Studies with identical twins have revealed this process at work. "If one half of a twin pair has schizophrenia" says Bullmore "there is only a 50 per cent chance that the other, with exactly the same genes, will get it. Equally, when we scan the brains of normal relatives of schizophrenics we find signs of the abnormalities that show up in patients' brains, but they don't seem to be affected by them."

Fears that scanning will reduce the brain to a predictable system of switches and circuits look like proving groundless. "The latest theory about higher mental processes like `will' or `self' is that they are the product of a network, several brain areas working together," explains Bullmore. "But their huge complexity means that they are probably inherently unpredictable. Mathematically speaking, they are chaotic systems that we may be able to understand better but never describe completely."

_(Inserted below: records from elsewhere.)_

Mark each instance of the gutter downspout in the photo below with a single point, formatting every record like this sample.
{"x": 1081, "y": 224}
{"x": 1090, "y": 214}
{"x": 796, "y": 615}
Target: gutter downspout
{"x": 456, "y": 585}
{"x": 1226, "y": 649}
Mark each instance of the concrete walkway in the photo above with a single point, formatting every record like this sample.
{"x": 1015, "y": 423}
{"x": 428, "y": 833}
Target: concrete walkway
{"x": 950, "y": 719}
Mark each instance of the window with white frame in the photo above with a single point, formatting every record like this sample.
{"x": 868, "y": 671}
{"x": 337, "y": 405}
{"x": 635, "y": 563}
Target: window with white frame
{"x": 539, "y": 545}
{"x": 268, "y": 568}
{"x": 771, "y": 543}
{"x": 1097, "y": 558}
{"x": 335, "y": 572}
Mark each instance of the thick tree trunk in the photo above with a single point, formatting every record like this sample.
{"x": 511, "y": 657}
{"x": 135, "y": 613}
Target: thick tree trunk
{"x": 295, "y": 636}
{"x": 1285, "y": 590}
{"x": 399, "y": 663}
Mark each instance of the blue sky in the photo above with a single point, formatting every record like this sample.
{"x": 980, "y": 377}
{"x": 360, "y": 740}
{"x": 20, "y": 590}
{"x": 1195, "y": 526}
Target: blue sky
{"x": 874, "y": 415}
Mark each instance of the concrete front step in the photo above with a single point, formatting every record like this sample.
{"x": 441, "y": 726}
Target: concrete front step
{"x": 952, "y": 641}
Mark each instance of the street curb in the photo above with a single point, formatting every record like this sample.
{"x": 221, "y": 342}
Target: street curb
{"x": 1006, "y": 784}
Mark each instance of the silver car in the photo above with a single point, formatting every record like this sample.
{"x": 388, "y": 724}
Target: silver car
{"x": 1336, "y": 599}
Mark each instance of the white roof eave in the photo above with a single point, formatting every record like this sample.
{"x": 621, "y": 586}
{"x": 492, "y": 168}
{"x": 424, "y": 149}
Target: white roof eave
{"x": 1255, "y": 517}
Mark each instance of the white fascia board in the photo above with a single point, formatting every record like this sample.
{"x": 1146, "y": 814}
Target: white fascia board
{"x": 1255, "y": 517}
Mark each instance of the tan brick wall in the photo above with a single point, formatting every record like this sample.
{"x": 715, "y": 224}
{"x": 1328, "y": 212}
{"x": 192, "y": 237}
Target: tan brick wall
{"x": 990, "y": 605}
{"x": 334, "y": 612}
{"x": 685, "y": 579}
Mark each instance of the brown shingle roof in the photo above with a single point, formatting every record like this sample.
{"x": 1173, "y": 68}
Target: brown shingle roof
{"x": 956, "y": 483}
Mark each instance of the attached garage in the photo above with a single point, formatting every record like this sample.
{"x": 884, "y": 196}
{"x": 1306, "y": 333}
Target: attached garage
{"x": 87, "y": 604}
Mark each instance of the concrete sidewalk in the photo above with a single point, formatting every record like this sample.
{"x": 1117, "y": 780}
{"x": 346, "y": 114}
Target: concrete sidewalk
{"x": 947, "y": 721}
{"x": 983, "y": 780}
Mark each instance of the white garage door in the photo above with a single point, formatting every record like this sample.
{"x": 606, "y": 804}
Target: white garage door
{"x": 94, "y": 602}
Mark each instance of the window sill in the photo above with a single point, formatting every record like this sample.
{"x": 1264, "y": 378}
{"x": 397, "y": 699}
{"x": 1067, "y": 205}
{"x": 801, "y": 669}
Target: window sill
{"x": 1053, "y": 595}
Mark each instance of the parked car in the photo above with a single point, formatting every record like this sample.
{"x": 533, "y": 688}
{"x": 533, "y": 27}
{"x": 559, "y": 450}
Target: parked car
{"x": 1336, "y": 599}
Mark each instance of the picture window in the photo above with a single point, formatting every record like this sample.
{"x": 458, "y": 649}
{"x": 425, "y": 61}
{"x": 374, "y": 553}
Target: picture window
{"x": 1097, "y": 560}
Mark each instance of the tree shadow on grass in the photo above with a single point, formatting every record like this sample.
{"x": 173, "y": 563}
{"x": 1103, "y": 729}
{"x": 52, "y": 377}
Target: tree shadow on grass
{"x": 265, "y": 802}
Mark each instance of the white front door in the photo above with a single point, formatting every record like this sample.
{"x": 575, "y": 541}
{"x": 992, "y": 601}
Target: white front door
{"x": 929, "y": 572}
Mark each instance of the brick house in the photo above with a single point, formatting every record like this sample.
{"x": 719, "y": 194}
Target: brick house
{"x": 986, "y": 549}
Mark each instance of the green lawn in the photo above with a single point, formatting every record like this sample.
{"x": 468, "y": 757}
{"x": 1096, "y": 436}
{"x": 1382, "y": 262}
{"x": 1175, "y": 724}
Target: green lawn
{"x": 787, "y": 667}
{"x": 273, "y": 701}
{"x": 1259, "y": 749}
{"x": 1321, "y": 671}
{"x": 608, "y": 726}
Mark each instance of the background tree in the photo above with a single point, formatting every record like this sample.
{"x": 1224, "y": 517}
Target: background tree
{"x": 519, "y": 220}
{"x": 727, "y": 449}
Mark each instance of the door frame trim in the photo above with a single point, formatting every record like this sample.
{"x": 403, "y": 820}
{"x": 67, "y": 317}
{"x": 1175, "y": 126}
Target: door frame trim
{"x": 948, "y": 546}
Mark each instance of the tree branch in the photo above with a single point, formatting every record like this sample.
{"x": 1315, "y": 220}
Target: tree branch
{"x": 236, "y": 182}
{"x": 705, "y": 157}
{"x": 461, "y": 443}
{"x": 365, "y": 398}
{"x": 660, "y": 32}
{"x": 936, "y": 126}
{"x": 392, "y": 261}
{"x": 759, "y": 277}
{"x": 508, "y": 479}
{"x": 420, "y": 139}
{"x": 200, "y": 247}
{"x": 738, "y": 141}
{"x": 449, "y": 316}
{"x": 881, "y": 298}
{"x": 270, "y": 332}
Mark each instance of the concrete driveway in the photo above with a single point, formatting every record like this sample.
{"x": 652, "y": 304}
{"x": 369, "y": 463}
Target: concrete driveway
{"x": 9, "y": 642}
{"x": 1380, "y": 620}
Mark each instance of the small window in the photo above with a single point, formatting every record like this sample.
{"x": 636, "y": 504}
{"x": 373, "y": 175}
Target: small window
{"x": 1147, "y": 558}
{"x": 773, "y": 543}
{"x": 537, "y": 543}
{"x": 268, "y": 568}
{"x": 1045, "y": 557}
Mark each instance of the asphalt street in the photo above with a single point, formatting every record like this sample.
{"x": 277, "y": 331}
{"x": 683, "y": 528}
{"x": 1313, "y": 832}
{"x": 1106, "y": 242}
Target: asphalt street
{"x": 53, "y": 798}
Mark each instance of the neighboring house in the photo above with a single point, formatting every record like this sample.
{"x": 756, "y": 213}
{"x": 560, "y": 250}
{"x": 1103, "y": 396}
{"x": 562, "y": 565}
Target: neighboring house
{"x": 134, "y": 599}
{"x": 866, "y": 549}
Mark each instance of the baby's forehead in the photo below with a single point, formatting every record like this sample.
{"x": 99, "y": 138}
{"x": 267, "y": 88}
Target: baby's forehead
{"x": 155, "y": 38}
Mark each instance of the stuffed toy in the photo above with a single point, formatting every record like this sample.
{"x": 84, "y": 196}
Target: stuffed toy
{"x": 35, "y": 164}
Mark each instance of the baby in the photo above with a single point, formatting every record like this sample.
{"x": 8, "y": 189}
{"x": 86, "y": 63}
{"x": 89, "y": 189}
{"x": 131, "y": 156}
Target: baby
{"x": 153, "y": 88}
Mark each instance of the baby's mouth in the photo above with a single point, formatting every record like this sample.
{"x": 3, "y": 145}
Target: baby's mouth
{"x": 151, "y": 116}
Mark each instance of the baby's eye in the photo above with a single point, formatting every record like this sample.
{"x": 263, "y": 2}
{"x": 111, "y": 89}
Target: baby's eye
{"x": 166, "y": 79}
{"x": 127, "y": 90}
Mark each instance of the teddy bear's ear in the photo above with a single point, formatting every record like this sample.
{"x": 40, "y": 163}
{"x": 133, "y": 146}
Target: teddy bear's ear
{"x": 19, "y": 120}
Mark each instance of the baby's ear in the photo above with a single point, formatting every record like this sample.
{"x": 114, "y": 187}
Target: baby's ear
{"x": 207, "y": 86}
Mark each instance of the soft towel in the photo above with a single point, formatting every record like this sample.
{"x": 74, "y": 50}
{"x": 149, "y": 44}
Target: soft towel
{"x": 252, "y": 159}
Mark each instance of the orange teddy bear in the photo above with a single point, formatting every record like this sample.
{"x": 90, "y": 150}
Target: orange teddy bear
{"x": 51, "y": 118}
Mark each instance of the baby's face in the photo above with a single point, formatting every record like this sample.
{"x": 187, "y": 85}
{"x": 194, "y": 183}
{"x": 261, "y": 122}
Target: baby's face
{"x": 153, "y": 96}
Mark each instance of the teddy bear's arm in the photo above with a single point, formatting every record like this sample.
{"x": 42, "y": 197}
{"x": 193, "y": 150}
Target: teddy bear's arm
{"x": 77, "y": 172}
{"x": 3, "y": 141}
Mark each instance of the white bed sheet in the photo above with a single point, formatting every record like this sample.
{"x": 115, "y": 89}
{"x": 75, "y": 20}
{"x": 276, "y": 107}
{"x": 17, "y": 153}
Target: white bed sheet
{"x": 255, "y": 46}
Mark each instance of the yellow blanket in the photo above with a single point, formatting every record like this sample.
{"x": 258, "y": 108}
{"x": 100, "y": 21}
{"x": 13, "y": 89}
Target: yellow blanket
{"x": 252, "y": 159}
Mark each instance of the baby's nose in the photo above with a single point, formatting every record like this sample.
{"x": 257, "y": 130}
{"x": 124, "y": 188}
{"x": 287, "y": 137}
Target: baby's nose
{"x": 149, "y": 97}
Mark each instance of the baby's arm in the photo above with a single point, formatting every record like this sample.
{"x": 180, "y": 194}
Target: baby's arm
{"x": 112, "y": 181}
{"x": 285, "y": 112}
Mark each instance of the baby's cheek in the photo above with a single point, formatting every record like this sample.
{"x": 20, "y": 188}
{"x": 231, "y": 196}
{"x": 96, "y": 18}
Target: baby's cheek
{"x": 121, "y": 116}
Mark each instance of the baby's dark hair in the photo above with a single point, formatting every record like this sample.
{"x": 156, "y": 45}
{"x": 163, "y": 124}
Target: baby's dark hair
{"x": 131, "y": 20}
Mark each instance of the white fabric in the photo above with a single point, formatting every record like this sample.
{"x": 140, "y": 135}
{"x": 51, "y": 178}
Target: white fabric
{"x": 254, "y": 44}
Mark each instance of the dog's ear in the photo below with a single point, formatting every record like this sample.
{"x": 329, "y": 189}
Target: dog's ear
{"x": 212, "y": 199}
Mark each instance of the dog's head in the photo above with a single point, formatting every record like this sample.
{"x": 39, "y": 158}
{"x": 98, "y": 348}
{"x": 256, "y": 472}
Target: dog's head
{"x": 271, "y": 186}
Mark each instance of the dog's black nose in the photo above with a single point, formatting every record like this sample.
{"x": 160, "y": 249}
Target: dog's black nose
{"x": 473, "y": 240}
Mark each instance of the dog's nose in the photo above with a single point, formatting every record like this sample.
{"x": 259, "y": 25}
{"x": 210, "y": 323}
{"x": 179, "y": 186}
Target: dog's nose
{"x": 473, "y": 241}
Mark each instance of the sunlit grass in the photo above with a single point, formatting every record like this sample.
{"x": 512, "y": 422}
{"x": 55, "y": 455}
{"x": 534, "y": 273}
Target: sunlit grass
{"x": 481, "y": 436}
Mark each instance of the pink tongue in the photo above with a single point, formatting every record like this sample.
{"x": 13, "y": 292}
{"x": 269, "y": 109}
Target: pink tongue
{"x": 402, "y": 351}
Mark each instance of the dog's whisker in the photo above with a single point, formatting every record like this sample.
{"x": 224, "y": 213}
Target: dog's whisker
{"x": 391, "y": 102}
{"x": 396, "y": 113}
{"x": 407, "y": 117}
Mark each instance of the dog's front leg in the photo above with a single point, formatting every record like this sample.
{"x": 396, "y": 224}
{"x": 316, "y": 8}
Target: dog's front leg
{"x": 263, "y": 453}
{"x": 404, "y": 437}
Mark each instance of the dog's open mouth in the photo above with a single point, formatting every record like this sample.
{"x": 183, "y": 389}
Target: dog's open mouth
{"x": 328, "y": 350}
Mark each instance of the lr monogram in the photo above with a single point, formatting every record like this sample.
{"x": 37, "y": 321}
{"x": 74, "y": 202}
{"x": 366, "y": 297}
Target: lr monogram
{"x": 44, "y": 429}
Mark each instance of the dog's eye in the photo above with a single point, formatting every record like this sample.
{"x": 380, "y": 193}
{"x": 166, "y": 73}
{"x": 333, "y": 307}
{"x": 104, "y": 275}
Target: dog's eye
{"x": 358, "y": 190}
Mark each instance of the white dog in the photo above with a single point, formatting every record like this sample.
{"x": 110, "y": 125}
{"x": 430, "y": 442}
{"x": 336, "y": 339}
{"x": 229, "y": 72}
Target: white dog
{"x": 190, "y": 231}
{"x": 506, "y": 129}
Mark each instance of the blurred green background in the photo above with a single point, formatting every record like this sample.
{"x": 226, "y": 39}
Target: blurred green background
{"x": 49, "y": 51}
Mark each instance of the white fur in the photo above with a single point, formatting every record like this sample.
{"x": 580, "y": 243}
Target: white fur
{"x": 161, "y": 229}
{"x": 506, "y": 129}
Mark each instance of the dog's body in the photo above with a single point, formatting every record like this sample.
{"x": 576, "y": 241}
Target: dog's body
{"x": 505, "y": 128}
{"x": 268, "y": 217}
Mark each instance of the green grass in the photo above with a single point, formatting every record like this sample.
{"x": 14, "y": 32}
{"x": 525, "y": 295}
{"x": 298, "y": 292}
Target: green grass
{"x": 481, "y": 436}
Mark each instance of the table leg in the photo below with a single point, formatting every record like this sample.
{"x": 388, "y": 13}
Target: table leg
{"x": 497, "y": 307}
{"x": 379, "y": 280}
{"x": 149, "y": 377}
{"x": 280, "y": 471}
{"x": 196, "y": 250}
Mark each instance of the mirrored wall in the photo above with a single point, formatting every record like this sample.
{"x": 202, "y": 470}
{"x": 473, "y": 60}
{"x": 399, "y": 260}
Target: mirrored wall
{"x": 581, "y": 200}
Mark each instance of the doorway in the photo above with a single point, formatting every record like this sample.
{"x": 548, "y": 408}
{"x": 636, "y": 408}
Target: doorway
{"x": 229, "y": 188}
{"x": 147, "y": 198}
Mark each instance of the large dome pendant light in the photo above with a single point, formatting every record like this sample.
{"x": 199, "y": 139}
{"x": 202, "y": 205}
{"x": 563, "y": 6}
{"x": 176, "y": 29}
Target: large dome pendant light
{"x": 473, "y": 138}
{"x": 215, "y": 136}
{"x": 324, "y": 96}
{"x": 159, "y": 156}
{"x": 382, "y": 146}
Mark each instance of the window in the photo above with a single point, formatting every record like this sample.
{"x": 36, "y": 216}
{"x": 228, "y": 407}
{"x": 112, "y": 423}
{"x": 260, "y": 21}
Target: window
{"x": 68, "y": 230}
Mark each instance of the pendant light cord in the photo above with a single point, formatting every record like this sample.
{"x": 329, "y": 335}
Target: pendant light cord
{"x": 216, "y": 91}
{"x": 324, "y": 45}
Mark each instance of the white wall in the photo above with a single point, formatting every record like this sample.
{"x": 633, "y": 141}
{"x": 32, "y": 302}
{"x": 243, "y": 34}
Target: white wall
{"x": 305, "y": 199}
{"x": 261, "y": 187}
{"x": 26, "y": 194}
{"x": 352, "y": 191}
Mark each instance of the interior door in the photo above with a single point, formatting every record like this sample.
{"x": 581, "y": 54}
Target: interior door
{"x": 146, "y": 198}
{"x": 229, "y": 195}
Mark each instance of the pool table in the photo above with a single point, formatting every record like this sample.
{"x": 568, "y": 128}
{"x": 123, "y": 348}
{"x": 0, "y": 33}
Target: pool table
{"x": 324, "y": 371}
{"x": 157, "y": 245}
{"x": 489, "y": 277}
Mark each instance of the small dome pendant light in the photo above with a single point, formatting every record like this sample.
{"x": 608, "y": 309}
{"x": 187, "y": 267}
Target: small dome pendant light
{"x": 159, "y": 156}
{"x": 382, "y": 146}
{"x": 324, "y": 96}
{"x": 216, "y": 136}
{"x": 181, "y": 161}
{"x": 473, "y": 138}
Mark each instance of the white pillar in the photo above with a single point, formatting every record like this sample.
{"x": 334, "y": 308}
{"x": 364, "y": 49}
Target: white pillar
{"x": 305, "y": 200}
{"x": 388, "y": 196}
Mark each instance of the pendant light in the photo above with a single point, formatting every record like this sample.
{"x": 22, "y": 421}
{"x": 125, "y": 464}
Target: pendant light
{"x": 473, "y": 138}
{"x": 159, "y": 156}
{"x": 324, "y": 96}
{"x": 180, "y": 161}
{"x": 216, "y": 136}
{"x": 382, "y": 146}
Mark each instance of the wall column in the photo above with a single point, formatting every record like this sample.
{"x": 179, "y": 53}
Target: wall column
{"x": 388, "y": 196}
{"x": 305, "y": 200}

Originally brain scanning looks like the ultimate materialist's tool - thoughts are no more than the action of brains cells and we can watch them being generated. But new findings show it's a two-way process. After therapy, obsessive compulsive patients are better and their brains cells have changed, sculpted by nothing more substantial than a new idea. Maybe the self will retain its power, and responsibility, too.

Today the exhibition "Bedlam: Custody, Care and Cure" opens at the Museum of London. It contains paintings from past and present patients, such as Richard Dadd, as well as historical photographs and an interactive CD-ROM describing the latest advances in psychiatry.